The paper tackles visual anomaly detection by proposing PFADSeg, a model that integrates a teacher-encoder and student-decoder with denoising and multi-scale feature fusion, achieving state-of-the-art results on the MVTec AD dataset with an image-level AUC of 98.9%, pixel-level mean precision of 76.4%, and instance-level mean precision of 78.7%.

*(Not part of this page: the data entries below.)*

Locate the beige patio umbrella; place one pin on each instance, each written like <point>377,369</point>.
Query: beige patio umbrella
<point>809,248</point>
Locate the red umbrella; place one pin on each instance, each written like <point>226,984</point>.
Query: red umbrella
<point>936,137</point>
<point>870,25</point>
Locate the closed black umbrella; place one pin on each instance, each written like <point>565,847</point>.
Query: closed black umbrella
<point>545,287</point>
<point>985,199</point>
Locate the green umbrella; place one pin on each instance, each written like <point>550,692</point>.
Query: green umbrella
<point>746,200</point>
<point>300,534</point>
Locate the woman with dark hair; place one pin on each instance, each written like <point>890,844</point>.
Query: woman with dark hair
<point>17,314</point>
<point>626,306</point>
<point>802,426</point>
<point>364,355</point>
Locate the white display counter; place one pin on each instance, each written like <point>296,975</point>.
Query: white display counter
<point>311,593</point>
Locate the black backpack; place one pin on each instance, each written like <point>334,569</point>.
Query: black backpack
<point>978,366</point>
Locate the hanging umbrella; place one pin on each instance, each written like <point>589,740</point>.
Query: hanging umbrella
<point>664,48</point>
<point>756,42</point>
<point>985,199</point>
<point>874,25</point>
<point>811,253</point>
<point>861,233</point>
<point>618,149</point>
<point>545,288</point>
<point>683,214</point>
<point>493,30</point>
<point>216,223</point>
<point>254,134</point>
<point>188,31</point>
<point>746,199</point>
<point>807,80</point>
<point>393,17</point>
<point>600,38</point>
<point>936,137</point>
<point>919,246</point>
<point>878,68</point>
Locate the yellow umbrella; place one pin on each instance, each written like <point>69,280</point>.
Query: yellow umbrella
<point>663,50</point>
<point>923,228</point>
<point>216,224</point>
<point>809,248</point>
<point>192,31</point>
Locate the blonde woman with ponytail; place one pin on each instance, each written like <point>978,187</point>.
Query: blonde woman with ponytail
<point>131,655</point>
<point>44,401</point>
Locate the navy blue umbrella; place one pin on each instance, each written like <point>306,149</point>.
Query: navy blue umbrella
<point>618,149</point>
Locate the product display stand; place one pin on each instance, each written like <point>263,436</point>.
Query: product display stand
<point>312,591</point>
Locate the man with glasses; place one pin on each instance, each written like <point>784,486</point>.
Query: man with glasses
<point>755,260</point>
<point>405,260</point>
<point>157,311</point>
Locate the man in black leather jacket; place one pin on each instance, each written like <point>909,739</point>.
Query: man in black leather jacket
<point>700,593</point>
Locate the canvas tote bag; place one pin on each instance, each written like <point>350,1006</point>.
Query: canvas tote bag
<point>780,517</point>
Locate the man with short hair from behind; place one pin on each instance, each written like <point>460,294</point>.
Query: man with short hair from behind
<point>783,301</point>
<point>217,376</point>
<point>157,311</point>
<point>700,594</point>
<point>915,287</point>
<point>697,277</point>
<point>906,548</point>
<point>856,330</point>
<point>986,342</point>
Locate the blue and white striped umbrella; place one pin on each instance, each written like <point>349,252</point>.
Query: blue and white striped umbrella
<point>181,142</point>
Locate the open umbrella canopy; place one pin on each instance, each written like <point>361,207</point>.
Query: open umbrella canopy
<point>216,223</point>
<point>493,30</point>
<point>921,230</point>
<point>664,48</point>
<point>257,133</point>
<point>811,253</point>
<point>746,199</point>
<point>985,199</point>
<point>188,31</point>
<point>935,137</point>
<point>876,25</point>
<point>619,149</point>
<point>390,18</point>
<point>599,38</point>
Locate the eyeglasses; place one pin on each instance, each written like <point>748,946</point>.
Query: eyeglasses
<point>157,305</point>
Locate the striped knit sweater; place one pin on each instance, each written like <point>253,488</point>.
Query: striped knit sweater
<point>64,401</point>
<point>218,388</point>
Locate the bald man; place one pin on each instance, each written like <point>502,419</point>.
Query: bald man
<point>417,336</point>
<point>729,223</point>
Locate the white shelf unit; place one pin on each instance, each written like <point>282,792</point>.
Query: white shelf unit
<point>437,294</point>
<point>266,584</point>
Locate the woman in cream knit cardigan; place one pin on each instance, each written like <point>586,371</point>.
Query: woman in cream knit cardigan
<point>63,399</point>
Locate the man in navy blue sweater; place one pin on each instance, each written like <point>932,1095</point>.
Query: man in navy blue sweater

Visual anomaly detection is a highly challenging task, often categorized as a one-class classification and segmentation problem. Recent studies have demonstrated that the student-teacher (S-T) framework effectively addresses this challenge. However, most S-T frameworks rely solely on pre-trained teacher networks to guide student networks in learning multi-scale similar features, overlooking the potential of the student networks to enhance learning through multi-scale feature fusion. In this study, we propose a novel model named PFADSeg, which integrates a pre-trained teacher network, a denoising student network with multi-scale feature fusion, and a guided anomaly segmentation network into a unified framework. By adopting a unique teacher-encoder and student-decoder denoising mode, the model improves the student network's ability to learn from teacher network features. Furthermore, an adaptive feature fusion mechanism is introduced to train a self-supervised segmentation network that synthesizes anomaly masks autonomously, significantly increasing detection performance. Evaluated on the MVTec AD dataset, PFADSeg achieves state-of-the-art results with an image-level AUC of 98.9%, a pixel-level mean precision of 76.4%, and an instance-level mean precision of 78.7%.